Laulii is a village on the eastern side of Tutuila Island in American Samoa. It is located in Sua County. Entering the village of Laulii, one has to climb a small hill where a lighthouse is located. The village's rugby club is named after the lighthouse — Moli ole Ava. It is one of the most successful and oldest clubs in the territory. Many well-known players have emerged from Laulii, such as Vui Eli Tagaloa, the current coach, Ropeti Taula, and others. The village is divided into two sections: Lauliituai (Old Town) and Lauliifou (New Laulii).As of Late 2020 there are 6 Christian Worship Churches in Laulii. The Methodist, The Catholic, The London Missionary Society, Church, Assembly of God, Church of Christ  Latter Day Saints Laulii Ward, Saint John's Episcopal Church.     Breakers Point Naval Guns, which is listed on the U.S. National Register of Historic Places is located at Tafananai near Lauliifou. 

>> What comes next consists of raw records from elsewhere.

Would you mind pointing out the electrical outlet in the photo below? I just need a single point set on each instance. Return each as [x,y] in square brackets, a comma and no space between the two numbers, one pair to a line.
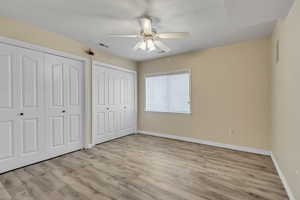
[230,131]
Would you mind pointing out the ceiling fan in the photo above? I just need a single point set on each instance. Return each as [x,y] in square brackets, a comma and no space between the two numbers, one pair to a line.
[150,39]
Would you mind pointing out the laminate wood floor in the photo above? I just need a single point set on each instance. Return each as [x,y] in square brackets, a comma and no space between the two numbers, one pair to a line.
[140,167]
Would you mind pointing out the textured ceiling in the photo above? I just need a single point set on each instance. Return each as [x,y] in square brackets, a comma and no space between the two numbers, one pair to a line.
[210,22]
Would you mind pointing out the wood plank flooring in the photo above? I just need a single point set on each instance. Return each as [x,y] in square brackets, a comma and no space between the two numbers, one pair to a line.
[140,167]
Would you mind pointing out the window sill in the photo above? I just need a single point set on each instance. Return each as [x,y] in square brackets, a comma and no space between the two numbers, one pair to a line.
[187,113]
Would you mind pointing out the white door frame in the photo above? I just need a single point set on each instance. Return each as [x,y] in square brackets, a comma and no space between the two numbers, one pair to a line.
[85,61]
[93,95]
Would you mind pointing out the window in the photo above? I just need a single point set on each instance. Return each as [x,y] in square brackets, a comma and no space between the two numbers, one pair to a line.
[168,92]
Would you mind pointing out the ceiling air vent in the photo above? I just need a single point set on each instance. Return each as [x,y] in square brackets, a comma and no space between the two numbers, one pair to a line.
[103,45]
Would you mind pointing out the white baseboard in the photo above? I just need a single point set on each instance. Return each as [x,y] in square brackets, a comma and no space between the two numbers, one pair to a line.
[88,146]
[283,179]
[227,146]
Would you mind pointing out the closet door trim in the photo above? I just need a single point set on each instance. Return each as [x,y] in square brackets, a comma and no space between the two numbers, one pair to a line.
[109,66]
[85,72]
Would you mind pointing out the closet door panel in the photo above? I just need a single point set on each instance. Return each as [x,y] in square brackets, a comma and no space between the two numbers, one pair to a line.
[6,79]
[113,103]
[7,141]
[32,134]
[63,104]
[74,109]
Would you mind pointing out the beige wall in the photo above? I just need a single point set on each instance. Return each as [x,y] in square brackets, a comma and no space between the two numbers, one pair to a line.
[230,89]
[286,98]
[34,35]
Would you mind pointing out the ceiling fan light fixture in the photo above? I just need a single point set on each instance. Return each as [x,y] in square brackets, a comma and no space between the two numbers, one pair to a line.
[150,45]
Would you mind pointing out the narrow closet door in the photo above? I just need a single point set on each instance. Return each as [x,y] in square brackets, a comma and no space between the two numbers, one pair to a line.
[114,103]
[105,103]
[31,103]
[9,118]
[21,106]
[63,105]
[128,114]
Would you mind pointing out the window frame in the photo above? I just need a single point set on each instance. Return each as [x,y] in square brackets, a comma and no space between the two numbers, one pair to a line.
[181,71]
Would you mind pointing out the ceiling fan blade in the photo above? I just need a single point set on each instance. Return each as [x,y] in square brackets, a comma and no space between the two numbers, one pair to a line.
[125,36]
[140,45]
[162,46]
[146,26]
[173,35]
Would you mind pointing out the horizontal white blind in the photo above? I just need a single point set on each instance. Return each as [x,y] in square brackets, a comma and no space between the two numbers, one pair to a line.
[168,93]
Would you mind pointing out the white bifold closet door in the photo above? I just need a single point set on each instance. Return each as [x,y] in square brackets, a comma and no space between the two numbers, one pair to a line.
[63,94]
[21,107]
[34,128]
[114,103]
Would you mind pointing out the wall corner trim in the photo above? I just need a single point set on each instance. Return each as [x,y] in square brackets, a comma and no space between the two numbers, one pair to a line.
[194,140]
[283,179]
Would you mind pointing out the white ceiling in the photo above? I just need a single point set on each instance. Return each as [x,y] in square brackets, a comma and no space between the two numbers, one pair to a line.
[210,22]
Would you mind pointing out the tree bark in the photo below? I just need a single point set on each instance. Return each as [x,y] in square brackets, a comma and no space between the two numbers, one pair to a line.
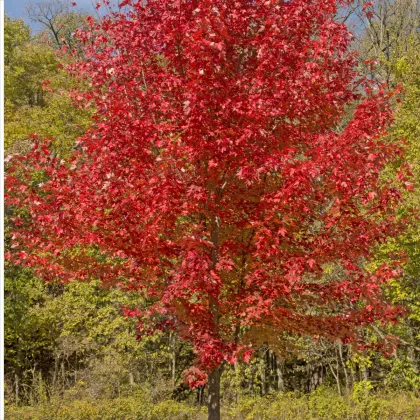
[213,401]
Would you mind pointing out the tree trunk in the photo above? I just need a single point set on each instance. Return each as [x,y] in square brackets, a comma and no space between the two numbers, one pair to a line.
[214,394]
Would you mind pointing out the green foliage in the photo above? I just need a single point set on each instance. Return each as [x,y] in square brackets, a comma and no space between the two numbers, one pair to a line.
[136,407]
[36,93]
[326,404]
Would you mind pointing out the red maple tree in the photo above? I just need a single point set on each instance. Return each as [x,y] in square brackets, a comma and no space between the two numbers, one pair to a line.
[215,179]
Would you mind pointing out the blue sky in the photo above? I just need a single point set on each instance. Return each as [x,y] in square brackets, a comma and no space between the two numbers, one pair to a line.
[16,8]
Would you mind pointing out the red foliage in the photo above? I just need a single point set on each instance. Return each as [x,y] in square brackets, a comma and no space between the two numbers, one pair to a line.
[214,179]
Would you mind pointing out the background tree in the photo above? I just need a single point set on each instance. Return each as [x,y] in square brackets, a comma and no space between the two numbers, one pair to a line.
[237,198]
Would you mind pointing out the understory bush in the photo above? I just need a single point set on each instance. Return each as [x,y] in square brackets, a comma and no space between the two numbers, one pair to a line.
[324,403]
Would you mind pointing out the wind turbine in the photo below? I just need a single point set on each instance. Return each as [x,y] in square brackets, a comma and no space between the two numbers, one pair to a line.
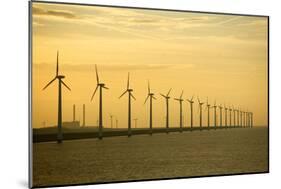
[241,118]
[234,117]
[150,95]
[215,114]
[111,120]
[180,101]
[238,115]
[230,110]
[135,122]
[191,111]
[200,109]
[60,81]
[167,97]
[100,86]
[252,119]
[208,113]
[129,91]
[225,115]
[244,119]
[220,107]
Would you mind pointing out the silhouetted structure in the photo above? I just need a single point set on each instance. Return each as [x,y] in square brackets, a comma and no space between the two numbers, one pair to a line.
[208,113]
[60,82]
[200,109]
[180,101]
[167,97]
[215,115]
[230,118]
[111,121]
[234,118]
[225,115]
[74,119]
[191,111]
[151,96]
[220,107]
[241,118]
[100,86]
[129,91]
[136,120]
[84,112]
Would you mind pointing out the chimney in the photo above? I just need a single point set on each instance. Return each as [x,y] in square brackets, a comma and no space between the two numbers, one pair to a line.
[73,112]
[83,115]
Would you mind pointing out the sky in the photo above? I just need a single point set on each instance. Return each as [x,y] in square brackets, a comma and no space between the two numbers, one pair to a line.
[219,57]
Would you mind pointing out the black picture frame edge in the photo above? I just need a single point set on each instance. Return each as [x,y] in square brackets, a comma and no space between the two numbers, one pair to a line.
[30,46]
[145,8]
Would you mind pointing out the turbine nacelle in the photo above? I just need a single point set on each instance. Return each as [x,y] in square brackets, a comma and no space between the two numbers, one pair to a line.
[60,76]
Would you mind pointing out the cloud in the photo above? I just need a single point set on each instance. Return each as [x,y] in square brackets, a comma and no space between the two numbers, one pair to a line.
[55,13]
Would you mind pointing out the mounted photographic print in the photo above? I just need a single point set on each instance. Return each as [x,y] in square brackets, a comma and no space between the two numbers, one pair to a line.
[120,94]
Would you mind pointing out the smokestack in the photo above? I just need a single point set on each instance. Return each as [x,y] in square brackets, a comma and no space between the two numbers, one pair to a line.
[73,112]
[83,115]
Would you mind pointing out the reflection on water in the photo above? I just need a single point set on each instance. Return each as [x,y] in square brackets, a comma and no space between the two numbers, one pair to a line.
[150,157]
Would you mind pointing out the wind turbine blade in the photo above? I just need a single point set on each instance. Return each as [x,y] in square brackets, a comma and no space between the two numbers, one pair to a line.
[146,99]
[105,87]
[128,81]
[97,75]
[181,94]
[49,83]
[148,87]
[94,92]
[65,85]
[163,95]
[123,94]
[133,96]
[57,72]
[169,92]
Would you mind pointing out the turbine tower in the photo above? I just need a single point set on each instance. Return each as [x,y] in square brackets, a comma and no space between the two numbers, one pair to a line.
[84,115]
[220,107]
[111,121]
[238,115]
[180,101]
[60,82]
[200,109]
[225,115]
[244,119]
[135,122]
[100,86]
[252,119]
[150,95]
[191,111]
[208,113]
[230,110]
[241,118]
[215,115]
[167,97]
[129,91]
[234,117]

Laulii had a population of 892 residents as of the 2010 U.S. Census, down from 937 residents recorded in 2000.

History
In 1901, a meeting was held at Laulii in the honor of Benjamin Franklin Tilley, where Mrs. Tilley had the distinction of turning the first sod of the road planned to connect Laulii with Fagaitua. The road received the name William McKinley Memorial Road.

On May 6, 2018, a new Church of Jesus Christ of Latter-day Saints congregation was established in Laulii. Prior to its formation, LDS church members joined with fellow LDS members in Auto to worship.